Court decision recognizes loophole in the NH condominium act - by Thomas Aylesworth

June 01, 2018 - Owners Developers & Managers
Thomas Aylesworth
Moriarty Troyer & Malloy LLC

The New Hampshire Condominium Act is probably not on your upcoming summer reading list. The Act, codified at RSA 356-B, contains no fewer than 70 sections, including numerous lengthy and detailed provisions establishing requirements that a condominium developer—referred to in the Act as the “Declarant”–must satisfy when creating a condominium. Many of the Act’s provisions require the Declarant to make a written record, including the condominium “Declaration,” which is a complex legal document that includes highly detailed information about the condominium. The Declarant must also prepare site plans showing the location of buildings and amenities, and floor plans depicting the layouts of the units. All of the materials must be submitted in a public offering statement for approval by the New Hampshire Attorney General’s Office. Once approved, the Declarant must record the materials with the local Registry of Deeds, and upon the recording, the condominium is born. 

What is the Act’s purpose in requiring the Declarant to go through a fairly arduous process just to create a condominium? The answer is to protect the public, or more specifically, to protect people who wish to purchase condominium units. The main focus of the Act is to provide notice to prospective unit purchasers so that they make a fully informed decision whether to by a unit. One of the most important considerations for prospective unit owners is the Declarant’s plan for building more units in the future, commonly known as “phasing.” Under the Act, prospective and existing unit owners are entitled to know how many units will be built and whether the units will be constructed on existing condominium land or land that will be added to the condominium. The Act provides two options to a Declarant who intends to phase future units. The first option, called “convertible land,” allows the Declarant to phase units on existing condominium land. The second option, called “expandable condominium,” allows the Declarant to phase units on land to be added to the condominium. Notably, the Act provides time limits for both options—10 years for phasing on convertible land, and 14 years for phasing on an expandable condominium. The Declaration and public offering statement must specify which phasing option is chosen by the Declarant. The Act’s time limits give certainty to unit owners who understandably do not wish to live in a construction zone indefinitely and who want autonomy from the Declarant.

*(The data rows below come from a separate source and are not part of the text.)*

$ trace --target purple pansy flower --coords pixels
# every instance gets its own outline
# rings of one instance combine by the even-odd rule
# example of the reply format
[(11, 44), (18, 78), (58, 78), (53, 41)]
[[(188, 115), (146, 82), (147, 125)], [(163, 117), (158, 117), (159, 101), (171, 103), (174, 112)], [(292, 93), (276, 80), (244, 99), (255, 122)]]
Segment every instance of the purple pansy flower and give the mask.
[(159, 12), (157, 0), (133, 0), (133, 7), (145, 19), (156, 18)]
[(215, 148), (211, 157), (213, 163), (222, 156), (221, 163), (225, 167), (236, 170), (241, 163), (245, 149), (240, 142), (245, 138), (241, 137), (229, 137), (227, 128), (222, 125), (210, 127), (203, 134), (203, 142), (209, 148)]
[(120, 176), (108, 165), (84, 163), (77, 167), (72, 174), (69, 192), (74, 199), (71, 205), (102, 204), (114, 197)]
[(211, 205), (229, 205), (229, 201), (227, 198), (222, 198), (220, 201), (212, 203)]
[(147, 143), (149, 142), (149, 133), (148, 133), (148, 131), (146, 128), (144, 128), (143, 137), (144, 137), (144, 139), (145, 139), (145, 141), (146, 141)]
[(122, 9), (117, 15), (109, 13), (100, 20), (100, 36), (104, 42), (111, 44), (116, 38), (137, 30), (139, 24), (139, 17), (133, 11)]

In a recent court case, however, a Declarant found a loophole in the Act and was able to maneuver around the phasing time limits. In Condominiums at Lilac Lane v. Monument Garden, LLC, the Declarant argued that it was not subject to the Act’s phasing time limits because when it created the condominium, the Declarant chose neither the convertible land nor the expandable condominium options. Instead, in the Declaration, the Declarant identified the number of units to be phased in the future and submitted site plans showing where the new buildings and units would be located. The Declarant argued that it was not required to choose the convertible land or expandable condominium options, and instead it simply chose a third option that has no label or definition and is not expressly provided in the Act. Under this third undefined option, the Declarant argued it could build additional units into the future with no time limit. 

In deciding the case on appeal, the New Hampshire Supreme Court agreed with the Declarant. The Court considered language in the Act that allows a Declarant to identify future “improvements” as “not yet begun” or “not yet completed.” The Court reasoned that units are improvements, and the Act allows improvements to be made outside the convertible land and expandable condominium options. Thus, the time limits that restrict phasing under those options did not apply to the Declarant’s proposed future units. 

The Court’s decision in Lilac Lane is troubling because it is not in line with the Act’s fundamental purpose to protect the interests of the public. The Court interpreted the Act to mean that condominium units merely depicted on the Declarant’s plans (referred to as “paper units” or “land only units”) and recorded with the Registry of Deeds are actually “units.” This means that, in theory, a Declarant may be able to market and sell paper units to unsuspecting purchasers, harkening back to the days of unscrupulous developers selling condominium units in Florida that were nothing more than swampland. Moreover, the decision sends a signal to New Hampshire condominium developers that they can avoid the phasing time limits simply by not choosing the convertible land or the expandable condominium options. With the third undefined phasing option now in play, it seems unlikely that any New Hampshire declarant will ever choose the time limited options of convertible land or expandable condominium. In other words, the Court has found a loophole in the Act, and Declarants can now easily avoid the Act’s phasing time limits. 

The New Hampshire Supreme Court may not necessarily have the last word on this subject. After the Court’s decision in Lilac Lane, the New Hampshire House of Representatives presented a bill to close the loophole. If the bill becomes law, Declarants who wish to phase units will be required to choose either the convertible land option or expandable condominium option, both of which are time limited. The bill is winding its way through the New Hampshire legislature, and supporters of the bill are hopeful that it will become law later this year. 

The full citation for the New Hampshire Supreme Court’s decision is: Condominiums at Lilac Lane Unit Owners’ Association v. Monument Garden, LLC, 170 N.H. 124 (2017).

Thomas Aylesworth is an associate with the law firm of Moriarty Troyer & Malloy LLC, Braintree, Mass.